Note regarding the Fall 2025 GSD academic calendar: The first day of classes, Tuesday, September 2nd, is held as a MONDAY schedule at the GSD. This course will meet for the first time on Tuesday, September 9th.
Housing Matters
In the twentieth century, modern architects approached housing as a project centered on affordability, standardization, and efficiency. In the postwar period, there was an urgent need to provide basic hygiene and shelter quickly, and industrialization offered the tools to build at scale. These priorities brought important gains but often came at the cost of social diversity, ecological awareness, and long-term adaptability. Standardization was closely tied to zoning, a mode of planning that separated living, working, and leisure into distinct areas, as if these aspects of life had no influence on one another. This way of thinking pushed industry to the margins and treated it as separate from domestic life, ignoring the social and environmental consequences of such separation. Given that housing occupies a large portion of our cities, it must be understood as more than a commodity. Today, we are living with the outcomes: industrial activity has contributed to ecological degradation, while social fragmentation continues to deepen.

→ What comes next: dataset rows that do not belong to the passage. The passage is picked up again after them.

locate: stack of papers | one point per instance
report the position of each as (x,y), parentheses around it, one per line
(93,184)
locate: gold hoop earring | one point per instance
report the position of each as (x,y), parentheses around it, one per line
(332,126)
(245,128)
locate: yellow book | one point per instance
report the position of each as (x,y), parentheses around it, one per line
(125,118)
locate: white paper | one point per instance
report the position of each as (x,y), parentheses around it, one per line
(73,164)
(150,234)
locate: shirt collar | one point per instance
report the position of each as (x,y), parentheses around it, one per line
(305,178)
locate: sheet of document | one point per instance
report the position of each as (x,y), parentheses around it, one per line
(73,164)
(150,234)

In response to these challenges, the course is premised on the idea that many contemporary problems are fundamentally matters of care. Since housing forms such a significant part of urban life, it is central to addressing these issues. Architectural decisions at the scale of the unit, the building, and the city shape both social relations and environmental outcomes. Through lectures, case studies, and critical discussions, the course explores housing as a space of interdependence among people, systems, and the planet, asking: How can housing support diverse forms of life and foster long-term care for one another, our cities, and the planet? These questions will be examined through five matters of concern:
Community: Housing cooperatives, mutual aid, and shared infrastructure
Difference: Designing for plural identities, cultures, and bodies
Live and Work: Hybrid domestic models in the aftermath of the pandemic
Flexibility and Appropriation: Forms that adapt over time and support collective stewardship
Well-being: Material, emotional, and planetary health in relation to housing
Each of these concerns will begin with a lecture by Farshid Moussavi, followed by a guest speaker presentation, and expanded through student-led presentations and discussions. Guests include Cristina Gamboa (Lacol), Phillip Denny, and Jonathan Kischkel (Gesewo), with additional speakers to be confirmed before the start of classes.

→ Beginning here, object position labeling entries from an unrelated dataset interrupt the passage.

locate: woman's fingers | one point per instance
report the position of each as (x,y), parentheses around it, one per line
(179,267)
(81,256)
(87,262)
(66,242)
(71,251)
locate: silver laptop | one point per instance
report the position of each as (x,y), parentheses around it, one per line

This course is structured as a research seminar to provide students with historical, theoretical, and practical insight into the design of collective housing. Weekly sessions combine lectures, guest talks, and student-led presentations to explore how housing intersects with care, community, ecology, and spatial justice. Each class engages a specific housing concern through conceptual frameworks and case studies, supporting both studio work and independent research.
Offered in parallel with the design studio Housing as an Ecology of Care, students are encouraged to enroll in both courses. The seminar is intended to provide research and critical grounding for design exploration.
The class will meet every Friday. Farshid Moussavi meets weekly with students either in person or remotely. Phillip Denny will be present on the days that Farshid teaches remotely. See the course syllabus for details.